Skews in the human sex ratio at birth have captivated scientists for over a century. The accepted average human natal sex ratio is slightly male biased, at 106 males per 100 females or 51.5 per cent males. Studies conducted on a localized scale show that sex ratios deviate from this average in response to a staggering number of social, economical and physiological variables. However, these patterns often prove inconsistent when expanded to other human populations, perhaps because the nature of the influences themselves exhibit substantial cultural variation. Here, data collected from 202 countries over a decade show that latitude is a primary factor influencing the ratio of males and females produced at birth; countries at tropical latitudes produced significantly fewer boys (51.1% males) annually than those at temperate and subarctic latitudes (51.3%).

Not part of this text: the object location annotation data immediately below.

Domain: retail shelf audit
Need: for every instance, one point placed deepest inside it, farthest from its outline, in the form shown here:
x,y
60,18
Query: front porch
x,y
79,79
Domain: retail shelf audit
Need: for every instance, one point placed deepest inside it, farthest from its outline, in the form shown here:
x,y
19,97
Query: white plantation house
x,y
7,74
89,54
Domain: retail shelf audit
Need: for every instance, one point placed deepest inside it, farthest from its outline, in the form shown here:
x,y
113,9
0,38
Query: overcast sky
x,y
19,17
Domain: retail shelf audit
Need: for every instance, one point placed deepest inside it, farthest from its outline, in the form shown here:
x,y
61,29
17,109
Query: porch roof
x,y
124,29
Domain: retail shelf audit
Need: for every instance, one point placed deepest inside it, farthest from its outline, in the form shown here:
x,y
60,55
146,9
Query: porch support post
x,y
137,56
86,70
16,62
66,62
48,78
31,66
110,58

This pattern remained strong despite enormous continental variation in lifestyle and socio-economic status, suggesting that latitudinal variables may act as overarching cues on which sex ratio variation in humans is based.
The piece in the times hits on the major issues here:
"There is no question that the vast majority of people in the tropics live in relatively poor and stressful societies," said Ralph Catalano, a professor of public health at the University of California, Berkeley. "If you control for the stresses of poverty, who have you got left that the test turns on?" Dr. Navara defended her analysis. "Statistical analyses involving human populations are always tricky," she said, "but the analyses used here are robust and did not eliminate any variation that we would see in these populations." There are some possible explanations, but none entirely satisfactory. It could be that there is some survival value in producing more girls in warmer regions, but it is unclear what this might be. There may be genetic or racial differences that could explain it, but the correlation persists over so many varied populations that this seems unlikely. Hamsters, mice and meadow voles also produce more male offspring during shorter days or colder weather, but the reasons in these animals are just as mysterious as they are in humans. No one even knows whether human sex ratios are skewed before or after conception. Could the quality of sperm at different temperatures cause the variation at the moment of conception? Or is there some event during gestation at warmer temperatures that causes more male fetuses, or fewer female, to spontaneously abort? "There's a possibility that humans might be responding to factors they were programmed to respond to a long time ago -- not cultural or socioeconomic, but climate and things like latitude," Dr. Navara said. "What's interesting is that we may be seeing something that attests to our animal ancestry."
The sex ratio difference was pretty obvious if you just inspected the data. Obviously I didn't control for the variables as above, but people shouldn't be too surprised. So what's going on? Remember the effect diet can have on fraternal twinning rates? I wouldn't be surprised if it's something to do with the environment; I've heard that agricultural scientists talk about how to modify the sex ratio outcome through weird techniques like mixing the semen with a sugar solution. If the ratio outcomes are hardwired, there are plenty of reciprocal transplant "natural experiments." Look at whites in Brazil and blacks in the United States.